The award-winning Hiplok AIRLOK Secure Bicycle Storage Hanger hangs your bike horizontally and locks it securely at the same time. No clamp is used, so it’s ideal for expensive carbon frames.
- Preserves valuable floor space by holding your bike flat against a wall
- Keeps the bike upright – no concern over hydraulic brake compatibility
- May incentivize you to clean your bike (!)
- Can be hard to install (check before buying)
Vertical Wall Storage
Hanging a bike vertically can be useful in busy environments such as shops or workshops, where wall space may be at more of a premium than floor space.
A popular example of this is the Topeak Swing-Up DX Bike Holder, which allows you to store your bike at an angle as well as vertically.
- Ideal if you have multiple bikes, as it takes up less wall space
- Installs into tight spaces
- Compatible with most wheel sizes (unlike some stands)
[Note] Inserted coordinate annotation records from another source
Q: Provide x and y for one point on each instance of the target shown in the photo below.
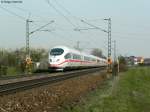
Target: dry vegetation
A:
(50, 98)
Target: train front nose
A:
(54, 63)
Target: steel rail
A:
(11, 88)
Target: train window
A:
(86, 58)
(68, 56)
(75, 56)
(56, 51)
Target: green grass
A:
(131, 93)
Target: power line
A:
(12, 13)
(67, 19)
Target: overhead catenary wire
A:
(60, 13)
(12, 13)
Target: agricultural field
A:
(129, 92)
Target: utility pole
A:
(109, 37)
(109, 43)
(78, 44)
(28, 33)
(114, 51)
(27, 38)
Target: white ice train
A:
(62, 58)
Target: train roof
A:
(76, 51)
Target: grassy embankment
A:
(130, 92)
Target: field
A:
(129, 92)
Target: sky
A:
(129, 18)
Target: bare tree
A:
(97, 52)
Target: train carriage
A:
(62, 57)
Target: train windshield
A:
(56, 51)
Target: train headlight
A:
(58, 59)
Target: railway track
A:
(11, 88)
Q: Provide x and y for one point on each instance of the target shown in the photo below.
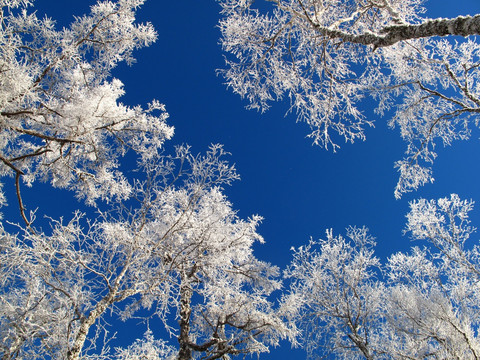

- Needs installing firmly into wall
- Might cause problems with hydraulic disc brakes
Video: Topeak Swing-Up Bike Holder
If you have a home with high ceilings or short occupants, ceiling storage may be an option for your bike(s). A bit like horizontal wall storage, this doesn’t intrude on your floor space.
- Doesn’t intrude at all on living space (or shouldn’t)
- Ideal for multiple bikes
- Various price points to suit different budgets
- Tricky to install for DIY non-enthusiasts
Metal Bike Sheds
For outdoor storage, metal bike sheds are an expensive but effective solution. You can bolster their built-in security with exterior measures like robust gate locks, PIR lights and CCTV.
An example of this type of product is the Hanover Backyard Bike Shed in the U.S. or the Asgard Access E Plus Bike Storage Unit in the U.K.
- Handy storage solution for homes with outdoor space
- Holds 2 to 4 bikes
- Built-in locking systems
- Can be time-consuming to assemble
- Outdoor storage is more vulnerable to theft (use deterrents alongside it)
We’re Not Going To Leave You Hangin’ – Conclusion
The right storage for your bike should leave you plenty of space to live in whilst also keeping your bike secure. It’ll give you peace of mind.
We hope this article answered some of your questions on this topic. Please feel free to leave comments, relate your own experiences or share.
A good bike-storage solution might even incentivize you to do more miles. The easier it is to grab your bike, hop on and go for a ride, the better!